This variation in height could have also characterized human species in the past. A recently published pelvis from the site of Gona in Ethiopia (Simpson et al., 2008) dates to 0.9–1.4 mya and shows a very wide maximum width between the iliac crests. At the same time, the size of the acetabulum indicates a very small body, like the australopithecines and paranthropines. Although this specimen has been attributed to H. erectus, its chronology, geographic location, and some aspects of its anatomy are also consistent with an assignment to Paranthropus boisei (Ruff, 2009a). If it represents H. ergaster/erectus, it would have to be a very small-bodied population, considerably smaller than living pygmies.

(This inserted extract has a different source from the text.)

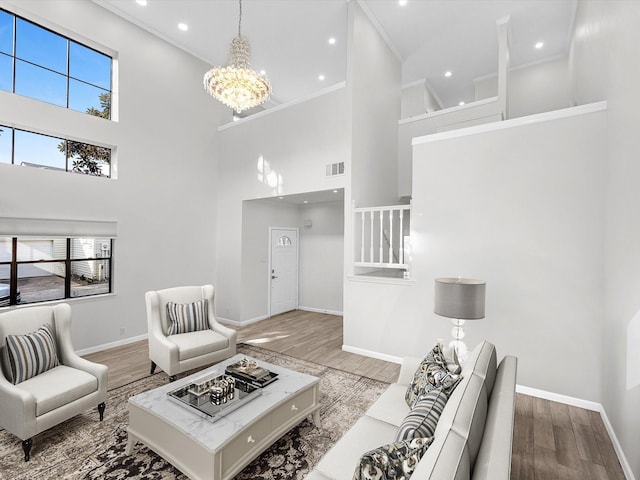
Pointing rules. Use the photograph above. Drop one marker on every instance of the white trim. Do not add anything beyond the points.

The size of the brain is not without importance in hominid taxonomy, and it has been extensively used. In principal component analyses of neurocranial variables, the first factor is always size (by far explaining the most variation) and this is strongly correlated with brain volume. Standardizing the raw values for size does not solve the problem because there is a tight relationship between size and shape. That is, most of the differences in the neurocranial architecture of fossils attributed to Homo are simply related to the size of the brain. Other features used in taxonomy are related to bone thickness, cranial superstructures (e.g., tori), or more or less subtle features of the temporal bone.

However, this is not always the case. Neanderthals and modern humans show similar cranial capacities but differ markedly in neurocranial morphology. The brain of Homo sapiens seems to follow a very different pattern from that of other species (Bruner et al., 2003). At the same time, some of the H. erectus fossils from Ngandong (Java) have cranial capacities similar to that of Cranium 5 from the Sima de los Huesos but the neurocranial anatomy is very different.

Consideration of the neurocranium, then, should complement the study of the postcranial morphotype. When brain size is related to body size using allometric equations (to eliminate the size factor), an encephalization curve is obtained that can be used for systematics (Arsuaga and Martínez, 2001). Compared with the australopithecines, H. habilis shows an increase in encephalization because the brain size increases whereas the body size does not. The shift to the subsequent cranial and postcranial combined morphotype (which starts with H. ergaster/erectus) involves an important increase in both brain size and body size, but the increase in encephalization is small. However, this may still indicate an advance in cognitive abilities. Comparison between chimpanzees and gorillas indicates that closely related species may show large differences in body size but little difference in brain mass and intelligence. In contrast, the cranial capacity in H. ergaster/erectus is much larger than that of the australopithecines.